A country’s reputation for open and honest government, however, pushes the needle significantly further when it comes to making that country a better place to live.

While perceptions of corruption appear to have virtually no effect on turnout (and vice versa) in the affluent democracies, countries that are free of corruption can count with some reliability on a better showing in the Human Development Index, the Global Peace Index and on the World Competitiveness Scoreboard.

Likewise, when countries begin to tolerate corruption, they should also expect to become less livable.

Even with a small sample of countries, the relationship between open and honest government and overall livability is no fluke.

Relationship between CPI and Selected Indicators

Honest and clean elections are a fundamental part of building and maintaining an honest and clean system of government. Canada has already been given a black eye in this regard, with voters having reported during the 2011 federal election campaign receiving “robocalls”, supposedly from Elections Canada, telling them that their local polling station had been relocated.

Online voting would open the door to further tarnishing Canada’s reputation for being able to stage impeccably clean and honest elections.

A lower tolerance for corruption in any form carries a strong possibility of a higher quality of life in Canada, so electoral reforms should focus on pursuing perfection in terms of the secrecy and integrity of the ballot.

Higher voter turnout rates, on the other hand, appear to produce very marginal benefits to a country’s livability, if they even make any difference at all. Improving these rates should be considered a desirable cosmetic reform, but nothing more than that, and certainly not as something worth pursuing at the price of compromising the integrity of the ballot.

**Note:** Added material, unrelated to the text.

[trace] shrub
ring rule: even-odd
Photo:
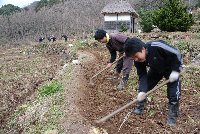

* – Andorra, Australia, Austria, Barbados, Belgium, Canada, Chile, Cyprus, the Czech Republic, Denmark, Estonia, Finland, France, Germany, Greece, Hungary, Iceland, Ireland, Israel, Italy, Japan, Liechtenstein, Luxembourg, Malta, Netherlands, New Zealand, Norway, Poland, Singapore, Slovakia, Slovenia, South Korea, Spain, Sweden, Switzerland, the United Kingdom and the United States. In some cases, data from the four indices mentioned was not available for all countries.